Selon Michel Juneau-Katsuya, ancien cadre au Service canadien de renseignements et de sécurité (SCRS) et expert en matière de sécurité, il semble que les groupes criminels aient décidé d'utiliser d'autres moyens de transport que les avions, à la suite des attentats du 11 septembre, pour importer illégalement et en grande quantité de la cocaïne.

«Il y a diverses raisons qui pourraient expliquer pourquoi les contrebandiers ont changé leur méthode. La principale est probablement le resserrement de la sécurité aux aéroports. Il y a plus de vérification sur les personnes qui ont accès à ces endroits même s'il reste encore de gros trous dans la sécurité aéroportuaire», a affirmé M. Juneau-Katsuya.

Il a souligné que, depuis le 11 septembre, il y aussi a plus de marchandises qui sont transportées par voie terrestre en raison des contrôles dans les aéroports.

«Cela offre donc des occasions supplémentaires pour les groupes criminels. En fin de compte, c'est une question de volume. Il faut toujours voir les membres du crime organisé comme des entrepreneurs du crime. Ce sont avant tout des entrepreneurs et ils vont examiner leurs meilleures options pour maximiser leurs gains.»

Faiblesse des moyens pour combattre le fléau

Toutefois, M. Juneau-Katsuya a rappelé que les statistiques de la GRC démontrent que les forces de l'ordre n'arrivent à saisir que seulement 5% à 10% de la drogue illégale qui entre au pays à nos frontières. «Cela démontre deux choses : la force du marché et la faiblesse de nos moyens à combattre ce fléau. Dans cette perspective, le gouvernement devrait cesser d'utiliser nos douaniers comme des percepteurs de taxes et les employer plutôt pour sécuriser nos frontières», a commenté l'expert en sécurité.

Le critique du NPD en matière de sécurité, Jack Harris, a fait écho aux propos de M. Juneau-Katsuya en affirmant que le gouvernement canadien doit augmenter les effectifs à la frontière. «Il est clair que lorsqu'on augmente la sécurité aux aéroports, les gens vont essayer de trouver d'autres moyens de transporter leurs produits. Il faut mieux outiller nos douaniers à la frontière», a dit M. Harris.
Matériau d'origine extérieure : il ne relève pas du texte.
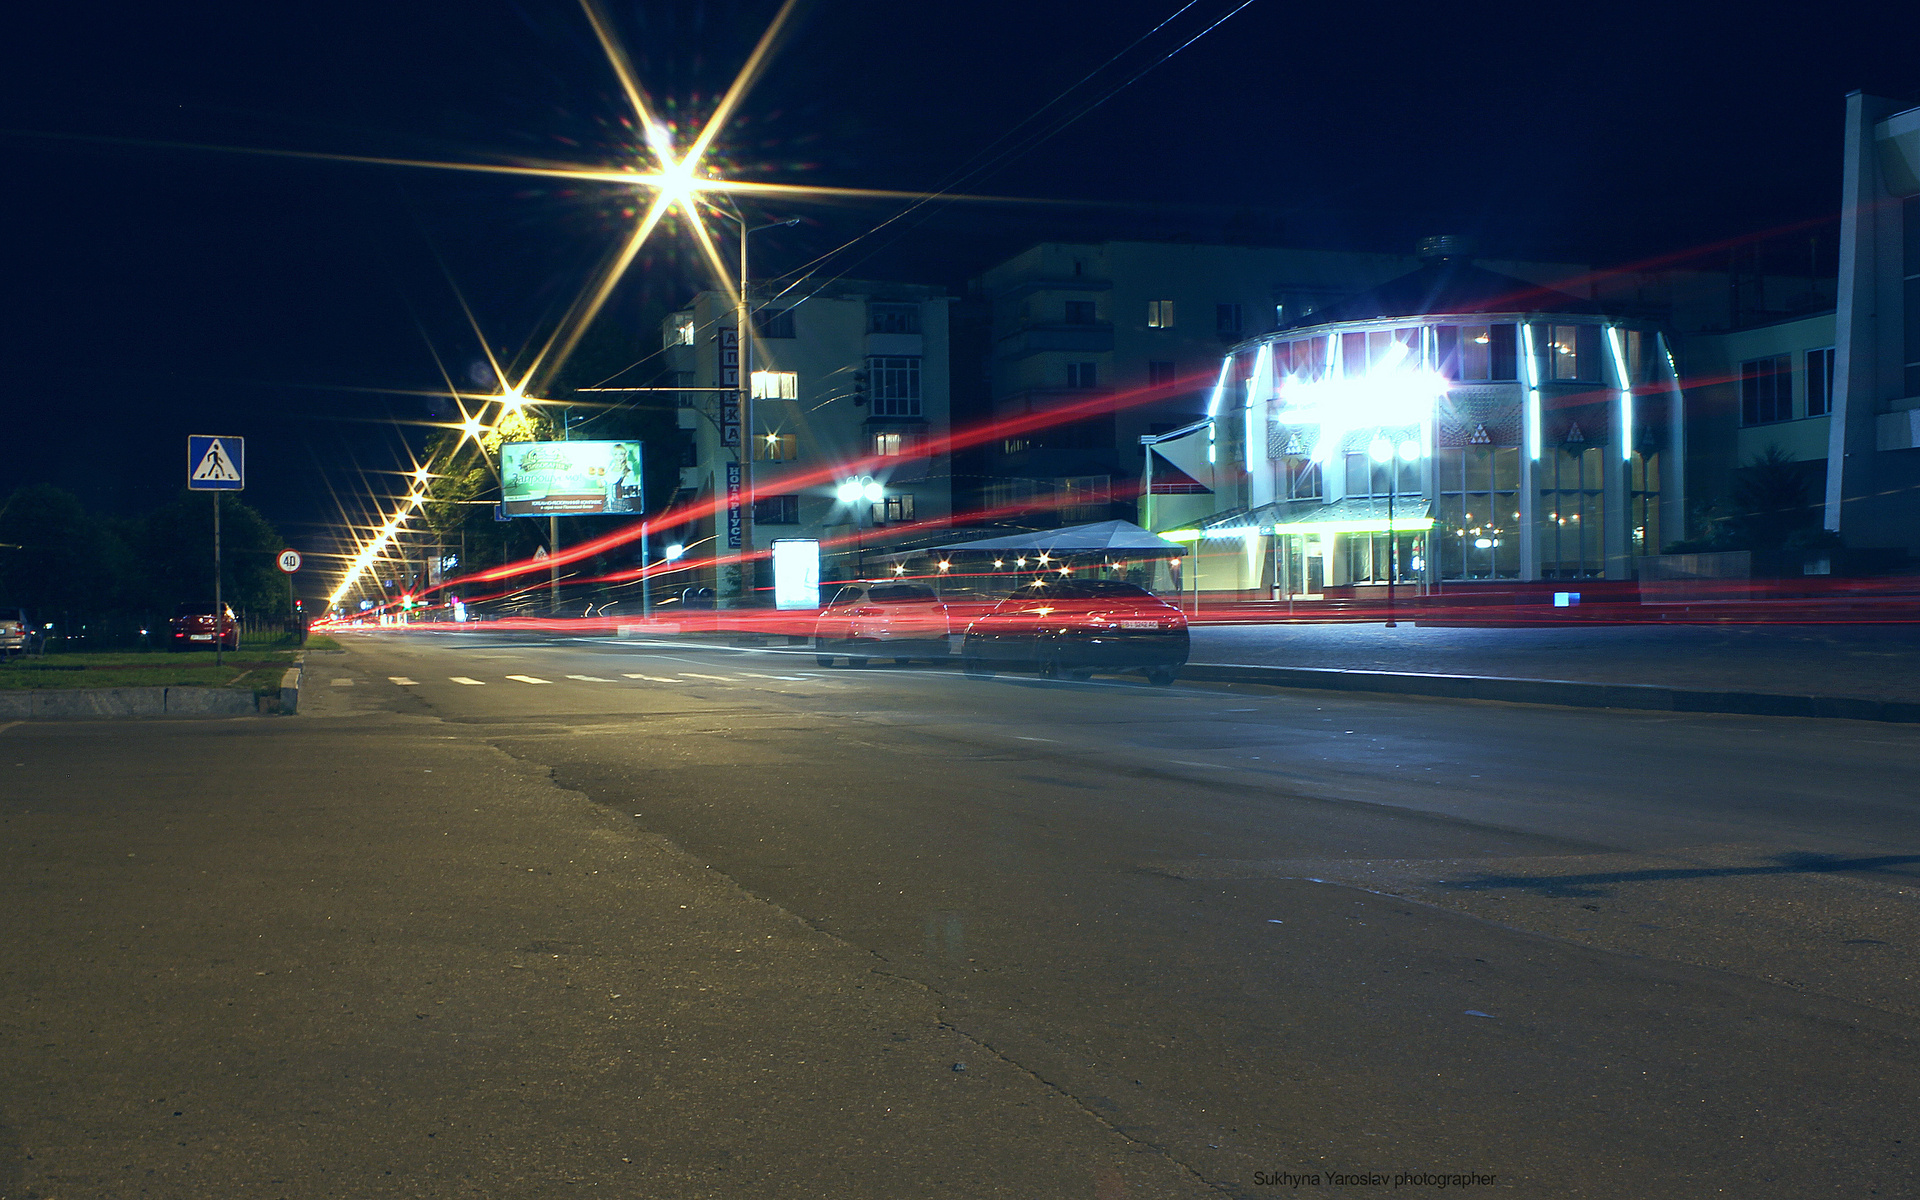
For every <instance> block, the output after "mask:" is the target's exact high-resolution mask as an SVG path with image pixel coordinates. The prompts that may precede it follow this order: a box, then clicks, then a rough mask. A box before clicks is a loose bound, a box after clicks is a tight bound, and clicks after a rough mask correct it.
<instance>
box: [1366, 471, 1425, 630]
mask: <svg viewBox="0 0 1920 1200" xmlns="http://www.w3.org/2000/svg"><path fill="white" fill-rule="evenodd" d="M1367 457H1371V459H1373V461H1375V463H1384V465H1386V628H1394V626H1396V624H1400V622H1396V620H1394V580H1396V578H1398V576H1400V559H1398V549H1400V532H1398V530H1396V528H1394V493H1396V492H1398V486H1400V463H1394V459H1396V457H1398V459H1400V461H1402V463H1415V461H1419V457H1421V444H1419V442H1415V440H1413V438H1407V440H1405V442H1402V444H1400V447H1398V451H1396V447H1394V444H1392V442H1388V440H1386V438H1379V436H1377V438H1375V440H1373V444H1371V445H1367Z"/></svg>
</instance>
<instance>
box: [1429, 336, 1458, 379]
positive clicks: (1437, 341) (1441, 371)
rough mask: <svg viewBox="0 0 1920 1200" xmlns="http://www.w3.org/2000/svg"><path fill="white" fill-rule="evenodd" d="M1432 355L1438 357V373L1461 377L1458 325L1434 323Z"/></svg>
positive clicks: (1452, 376)
mask: <svg viewBox="0 0 1920 1200" xmlns="http://www.w3.org/2000/svg"><path fill="white" fill-rule="evenodd" d="M1434 357H1436V359H1438V367H1440V374H1444V376H1448V378H1461V374H1459V326H1457V324H1436V326H1434Z"/></svg>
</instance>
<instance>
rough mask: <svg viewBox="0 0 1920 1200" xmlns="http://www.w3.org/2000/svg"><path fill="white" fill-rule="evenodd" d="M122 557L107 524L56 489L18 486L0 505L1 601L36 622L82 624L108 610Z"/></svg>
mask: <svg viewBox="0 0 1920 1200" xmlns="http://www.w3.org/2000/svg"><path fill="white" fill-rule="evenodd" d="M123 559H125V555H123V553H121V551H119V547H117V545H115V541H113V538H111V534H109V532H108V530H106V526H102V524H100V522H98V520H94V518H92V516H88V515H86V509H83V507H81V501H79V499H75V497H73V495H71V493H67V492H61V490H60V488H54V486H50V484H35V486H29V488H21V490H17V492H13V495H10V497H8V501H6V505H4V507H0V603H6V605H19V607H23V609H27V614H29V616H33V618H36V620H61V622H67V620H73V622H83V624H84V620H86V618H92V616H104V614H106V612H111V611H113V607H115V601H117V599H119V595H117V591H119V589H117V588H115V584H117V580H115V566H117V564H119V563H121V561H123Z"/></svg>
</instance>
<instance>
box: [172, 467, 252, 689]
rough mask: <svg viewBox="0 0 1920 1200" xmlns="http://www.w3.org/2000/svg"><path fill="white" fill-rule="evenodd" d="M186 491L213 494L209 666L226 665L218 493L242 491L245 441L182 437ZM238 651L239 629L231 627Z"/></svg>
mask: <svg viewBox="0 0 1920 1200" xmlns="http://www.w3.org/2000/svg"><path fill="white" fill-rule="evenodd" d="M186 488H188V492H211V493H213V664H215V666H225V664H227V628H225V624H227V603H225V597H223V595H221V492H244V490H246V438H225V436H217V434H188V436H186ZM234 649H240V628H238V626H236V628H234Z"/></svg>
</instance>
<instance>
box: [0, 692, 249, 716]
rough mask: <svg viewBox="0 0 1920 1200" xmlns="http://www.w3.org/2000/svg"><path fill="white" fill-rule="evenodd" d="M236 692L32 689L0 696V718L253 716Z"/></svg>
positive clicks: (6, 694) (246, 699) (239, 696)
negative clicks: (42, 717) (158, 716)
mask: <svg viewBox="0 0 1920 1200" xmlns="http://www.w3.org/2000/svg"><path fill="white" fill-rule="evenodd" d="M255 712H259V703H257V701H255V699H253V693H252V691H238V689H232V687H31V689H21V691H0V716H253V714H255Z"/></svg>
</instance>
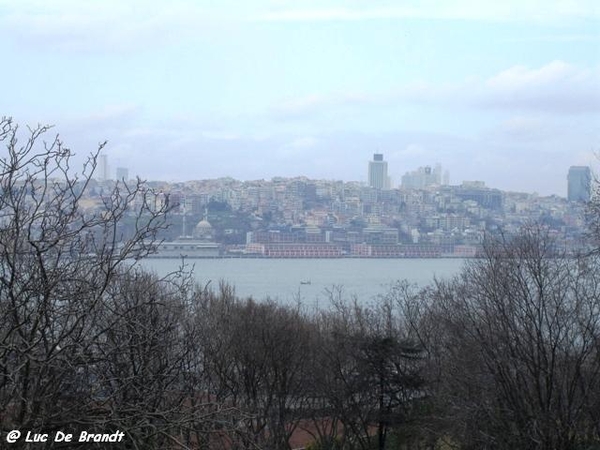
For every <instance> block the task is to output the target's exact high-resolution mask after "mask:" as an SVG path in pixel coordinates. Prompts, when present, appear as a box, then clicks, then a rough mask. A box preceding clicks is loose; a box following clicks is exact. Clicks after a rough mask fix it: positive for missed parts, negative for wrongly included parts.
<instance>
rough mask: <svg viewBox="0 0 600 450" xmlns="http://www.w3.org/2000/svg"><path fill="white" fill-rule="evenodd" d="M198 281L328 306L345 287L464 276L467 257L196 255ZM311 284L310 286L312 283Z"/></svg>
mask: <svg viewBox="0 0 600 450" xmlns="http://www.w3.org/2000/svg"><path fill="white" fill-rule="evenodd" d="M141 264H142V265H143V266H144V267H146V268H148V269H150V270H152V271H154V272H156V273H157V274H158V275H166V274H167V273H169V272H173V271H174V270H176V269H177V268H178V266H179V265H180V264H181V261H180V260H177V259H147V260H143V261H141ZM189 264H190V265H193V274H194V277H195V279H196V280H197V281H198V282H199V283H200V284H202V285H204V284H206V283H208V282H209V281H210V285H211V286H213V287H216V286H218V284H219V282H220V281H226V282H228V283H229V284H231V285H233V286H234V287H235V291H236V294H237V295H238V296H240V297H250V296H251V297H253V298H254V299H256V300H262V299H265V298H267V297H270V298H272V299H277V300H278V301H281V302H282V303H289V302H294V301H295V300H297V299H301V300H302V302H303V303H305V304H307V305H311V304H312V305H314V304H323V303H324V302H325V303H326V300H327V293H326V291H327V289H331V288H332V287H334V286H341V287H342V288H343V292H344V294H345V295H347V296H348V297H350V296H353V295H356V296H357V297H358V298H359V299H364V300H365V301H366V300H371V299H372V298H373V297H376V296H377V295H381V294H385V293H386V292H387V291H388V290H389V287H390V285H391V284H393V283H395V282H396V281H398V280H408V281H410V282H411V283H416V284H418V285H420V286H425V285H427V284H428V283H430V282H431V281H433V279H434V277H437V278H438V279H441V278H448V277H451V276H453V275H455V274H458V272H459V271H460V269H461V268H462V266H463V264H464V260H462V259H450V258H448V259H447V258H435V259H352V258H341V259H251V258H239V259H238V258H231V259H193V260H189ZM309 283H310V284H309Z"/></svg>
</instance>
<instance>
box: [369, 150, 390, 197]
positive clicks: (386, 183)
mask: <svg viewBox="0 0 600 450" xmlns="http://www.w3.org/2000/svg"><path fill="white" fill-rule="evenodd" d="M369 186H371V187H374V188H375V189H389V188H390V179H389V177H388V174H387V161H384V160H383V154H381V153H375V154H374V155H373V161H369Z"/></svg>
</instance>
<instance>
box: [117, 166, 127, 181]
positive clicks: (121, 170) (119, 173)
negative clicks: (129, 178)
mask: <svg viewBox="0 0 600 450" xmlns="http://www.w3.org/2000/svg"><path fill="white" fill-rule="evenodd" d="M128 179H129V170H128V169H127V167H117V181H127V180H128Z"/></svg>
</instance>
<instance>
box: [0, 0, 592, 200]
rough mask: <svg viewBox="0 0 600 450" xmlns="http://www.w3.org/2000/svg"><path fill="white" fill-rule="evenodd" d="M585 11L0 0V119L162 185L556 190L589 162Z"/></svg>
mask: <svg viewBox="0 0 600 450" xmlns="http://www.w3.org/2000/svg"><path fill="white" fill-rule="evenodd" d="M599 19H600V6H599V4H598V2H596V1H593V0H590V1H574V2H566V1H565V2H560V1H554V2H552V1H551V2H548V1H544V2H541V1H529V0H527V1H506V2H502V3H500V2H477V3H476V4H473V2H470V1H453V2H443V3H442V2H436V1H425V2H423V1H403V2H398V1H363V0H353V1H346V2H333V1H303V2H298V1H285V0H271V1H269V0H263V1H254V2H242V1H232V0H227V1H221V2H208V1H194V2H192V1H174V2H155V1H143V2H142V1H139V2H138V1H131V2H116V1H102V2H100V1H89V2H78V1H69V0H59V1H53V2H43V1H33V0H25V1H19V2H9V1H0V51H1V53H2V55H3V61H2V63H3V71H2V75H1V76H0V79H1V80H2V84H3V92H2V96H1V97H0V111H1V114H2V115H8V116H12V117H13V118H14V119H15V120H16V121H17V122H19V123H21V124H22V125H25V124H32V125H35V124H37V123H49V124H54V125H56V128H55V130H56V132H58V133H60V134H61V136H62V138H63V139H64V141H65V142H66V143H67V144H68V145H69V146H70V147H72V148H73V150H74V151H76V152H77V153H78V155H79V156H83V155H85V154H86V153H88V152H89V151H92V150H93V149H94V148H95V146H96V145H97V143H98V142H101V141H104V140H108V141H109V144H108V146H107V150H106V154H107V155H108V158H109V159H110V161H111V164H112V165H113V167H117V166H123V167H128V168H129V171H130V174H131V175H135V174H138V175H139V176H141V177H142V178H146V179H161V180H167V181H176V180H181V181H183V180H191V179H207V178H217V177H223V176H231V177H234V178H237V179H243V180H248V179H260V178H271V177H275V176H299V175H304V176H307V177H310V178H324V179H344V180H357V181H366V180H367V171H366V166H367V162H368V161H369V160H370V159H371V157H372V154H373V153H383V154H385V158H386V160H387V161H388V164H389V175H390V176H391V178H392V183H393V185H394V186H397V185H398V184H399V183H400V179H401V176H402V175H403V174H404V173H406V172H408V171H412V170H415V169H416V168H418V167H419V166H424V165H434V164H436V163H440V164H442V165H443V167H444V168H445V169H447V170H448V171H449V172H450V174H451V180H450V181H451V182H452V183H460V182H461V181H462V180H483V181H485V183H486V184H487V185H488V186H490V187H494V188H499V189H502V190H512V191H524V192H534V191H535V192H539V193H540V194H545V195H547V194H558V195H561V196H565V195H566V186H567V183H566V176H567V170H568V168H569V166H572V165H592V166H596V165H597V153H598V151H599V150H600V127H599V126H598V125H599V116H600V65H599V60H600V27H599V26H598V25H599Z"/></svg>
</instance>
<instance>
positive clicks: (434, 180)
mask: <svg viewBox="0 0 600 450" xmlns="http://www.w3.org/2000/svg"><path fill="white" fill-rule="evenodd" d="M445 178H449V176H447V177H445ZM436 184H437V185H440V184H442V166H441V165H440V164H437V165H436V166H435V169H433V170H432V169H431V167H430V166H425V167H419V168H418V169H417V170H413V171H412V172H406V173H405V174H404V175H403V176H402V183H401V186H402V188H403V189H425V188H426V187H429V186H433V185H436Z"/></svg>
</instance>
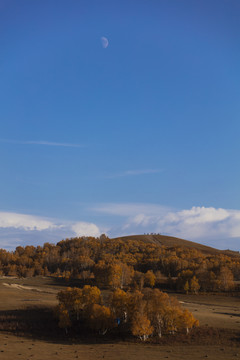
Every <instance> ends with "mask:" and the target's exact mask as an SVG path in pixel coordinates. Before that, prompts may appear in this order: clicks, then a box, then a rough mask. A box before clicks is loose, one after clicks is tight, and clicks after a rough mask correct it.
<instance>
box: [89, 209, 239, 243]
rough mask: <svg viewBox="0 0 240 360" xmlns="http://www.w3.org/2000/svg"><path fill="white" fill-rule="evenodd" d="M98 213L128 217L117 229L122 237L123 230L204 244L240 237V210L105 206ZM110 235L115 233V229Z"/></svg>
mask: <svg viewBox="0 0 240 360" xmlns="http://www.w3.org/2000/svg"><path fill="white" fill-rule="evenodd" d="M95 210H96V211H98V212H101V213H105V214H109V215H116V216H121V217H125V219H126V220H125V223H123V224H122V226H121V227H119V226H118V228H117V231H118V235H121V229H122V231H123V232H124V233H126V231H127V232H128V233H129V234H130V233H135V234H137V233H138V234H141V233H144V232H154V233H161V234H167V235H172V236H177V237H181V238H184V239H188V240H198V241H200V242H206V241H209V240H211V239H216V240H217V239H226V240H227V239H230V238H238V237H240V210H231V209H222V208H218V209H217V208H214V207H196V206H194V207H192V208H191V209H183V210H179V211H177V210H172V209H170V208H167V207H164V206H160V205H152V204H124V203H122V204H103V205H99V206H97V207H95ZM109 233H110V234H112V233H114V228H113V229H112V230H111V231H110V232H109ZM119 233H120V234H119ZM114 235H115V234H114ZM226 247H227V243H226Z"/></svg>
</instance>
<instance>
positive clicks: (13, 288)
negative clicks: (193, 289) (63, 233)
mask: <svg viewBox="0 0 240 360" xmlns="http://www.w3.org/2000/svg"><path fill="white" fill-rule="evenodd" d="M65 286H66V285H65V284H63V283H61V281H58V280H56V279H53V278H29V279H16V278H0V359H1V360H11V359H24V360H28V359H29V360H30V359H36V360H38V359H39V360H48V359H49V360H50V359H59V360H63V359H64V360H65V359H84V360H97V359H105V360H106V359H107V360H110V359H116V360H122V359H124V360H125V359H126V358H129V359H132V360H135V359H137V360H145V359H148V360H150V359H152V360H155V359H169V360H171V359H179V360H180V359H186V360H188V359H189V360H190V359H204V358H208V359H211V360H216V359H218V360H221V359H227V360H228V359H238V358H239V359H240V298H239V296H225V295H198V296H194V295H183V294H177V295H176V296H177V298H178V299H179V301H181V303H182V306H183V307H186V308H188V309H189V310H190V311H192V312H193V314H194V316H195V317H196V318H197V319H198V320H199V321H200V325H201V327H200V328H199V329H196V331H195V332H194V331H193V333H192V334H190V335H189V336H184V337H183V336H181V337H175V338H174V337H173V338H171V339H164V340H163V341H162V342H161V343H160V344H153V343H147V342H146V343H144V344H143V343H140V342H138V341H136V340H130V341H120V340H119V339H110V338H108V339H106V338H105V337H103V338H100V339H99V338H94V337H91V338H88V337H86V336H84V334H81V335H80V336H79V338H76V337H75V338H74V337H73V338H71V337H70V338H69V337H68V338H66V337H65V335H64V333H63V331H62V330H60V329H58V328H57V327H56V322H55V320H54V319H53V317H52V308H53V306H55V305H56V304H57V300H56V294H57V292H58V291H60V290H61V289H63V288H65ZM39 314H40V316H39ZM16 324H17V331H16ZM18 324H19V327H18Z"/></svg>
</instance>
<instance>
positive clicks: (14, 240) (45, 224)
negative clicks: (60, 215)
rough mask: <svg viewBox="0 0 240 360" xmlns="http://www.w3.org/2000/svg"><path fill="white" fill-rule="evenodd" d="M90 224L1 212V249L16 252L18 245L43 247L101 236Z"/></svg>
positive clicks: (94, 225)
mask: <svg viewBox="0 0 240 360" xmlns="http://www.w3.org/2000/svg"><path fill="white" fill-rule="evenodd" d="M100 234H101V231H100V229H99V227H98V226H97V225H95V224H93V223H90V222H83V221H78V222H71V221H60V220H54V219H48V218H43V217H41V216H33V215H27V214H19V213H12V212H0V248H4V249H7V250H14V249H15V248H16V246H18V245H22V246H25V245H42V244H43V243H44V242H58V241H60V240H62V239H65V238H69V237H75V236H94V237H98V236H100Z"/></svg>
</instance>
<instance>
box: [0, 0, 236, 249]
mask: <svg viewBox="0 0 240 360" xmlns="http://www.w3.org/2000/svg"><path fill="white" fill-rule="evenodd" d="M239 16H240V3H239V1H238V0H202V1H197V0H182V1H179V0H168V1H166V0H158V1H157V0H156V1H155V0H150V1H146V0H144V1H142V0H128V1H124V0H122V1H115V0H109V1H100V0H96V1H82V0H79V1H75V0H69V1H66V0H65V1H63V0H58V1H56V0H55V1H53V0H49V1H42V0H34V1H29V0H28V1H27V0H21V1H19V0H0V49H1V52H0V79H1V81H0V164H1V176H0V246H2V247H4V248H9V249H12V248H14V247H15V246H17V245H19V244H23V245H24V244H27V243H35V244H36V243H41V244H42V243H43V242H45V241H53V242H55V241H58V240H61V239H62V238H66V237H71V236H75V235H95V236H98V234H100V233H102V232H105V233H107V234H108V235H109V236H117V235H125V234H133V233H139V234H141V233H145V232H160V233H163V234H168V235H173V236H180V237H183V238H185V239H188V240H194V241H199V242H202V243H205V244H210V245H213V246H215V247H218V248H229V247H230V248H232V249H236V250H239V248H240V187H239V179H240V166H239V154H240V141H239V137H240V136H239V135H240V121H239V115H240V102H239V94H240V66H239V64H240V23H239ZM103 37H104V38H106V39H107V41H108V44H107V43H106V40H105V41H103V40H102V38H103ZM106 45H107V46H106Z"/></svg>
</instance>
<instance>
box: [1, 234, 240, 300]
mask: <svg viewBox="0 0 240 360" xmlns="http://www.w3.org/2000/svg"><path fill="white" fill-rule="evenodd" d="M0 275H10V276H18V277H31V276H38V275H43V276H55V277H59V278H64V279H66V280H71V279H79V280H80V281H82V282H83V284H89V285H96V286H98V287H100V288H104V287H108V288H112V289H113V290H114V289H117V288H120V289H127V288H132V289H138V290H139V291H142V290H143V288H144V287H150V288H154V287H160V286H162V285H163V284H164V286H168V287H172V288H173V289H175V290H180V291H184V292H186V293H193V294H194V293H197V292H199V291H229V290H232V289H234V286H235V282H236V281H239V280H240V256H237V255H235V256H234V255H230V254H229V255H226V254H223V253H216V254H206V253H202V252H201V251H199V250H197V249H195V248H186V247H180V246H175V247H167V246H163V245H159V244H154V243H150V242H144V241H142V240H133V239H124V240H122V239H113V240H112V239H109V238H108V237H106V236H105V235H102V236H101V237H100V238H93V237H88V238H86V237H79V238H72V239H66V240H62V241H60V242H58V243H57V244H56V245H55V244H50V243H45V244H44V245H43V246H37V247H34V246H25V247H22V246H18V247H17V248H16V250H15V251H13V252H8V251H6V250H3V249H1V250H0Z"/></svg>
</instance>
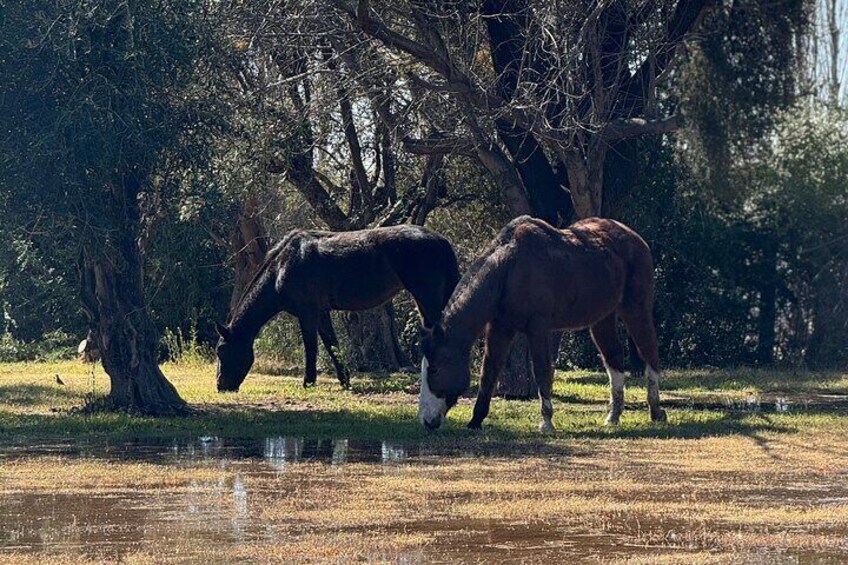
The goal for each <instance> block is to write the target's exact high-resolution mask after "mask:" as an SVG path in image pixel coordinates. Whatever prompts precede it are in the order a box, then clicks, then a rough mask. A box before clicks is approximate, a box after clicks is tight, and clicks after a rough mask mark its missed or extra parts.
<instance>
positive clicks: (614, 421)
mask: <svg viewBox="0 0 848 565" xmlns="http://www.w3.org/2000/svg"><path fill="white" fill-rule="evenodd" d="M620 418H621V415H620V414H613V413H612V412H610V413H609V414H607V419H606V420H604V425H605V426H617V425H618V420H619V419H620Z"/></svg>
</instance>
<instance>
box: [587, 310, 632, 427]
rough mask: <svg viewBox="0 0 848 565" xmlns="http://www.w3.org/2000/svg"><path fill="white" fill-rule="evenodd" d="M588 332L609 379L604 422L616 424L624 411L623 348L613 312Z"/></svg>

Le sénateur libéral Colin Kenny, qui préside le comité de la sécurité nationale au Sénat qui a produit plusieurs rapports inquiétants sur la sécurité à nos frontières, affirme que les aéroports sont toujours aussi utilisés par les criminels pour importer de la drogue, mais en plus petite quantité. «Il est plus facile d'importer une importante quantité de drogue dans un camion que dans un avion. (...) Mais mon expérience me dit que les cargaisons vont là où la frontière est plus vulnérable», a dit le sénateur.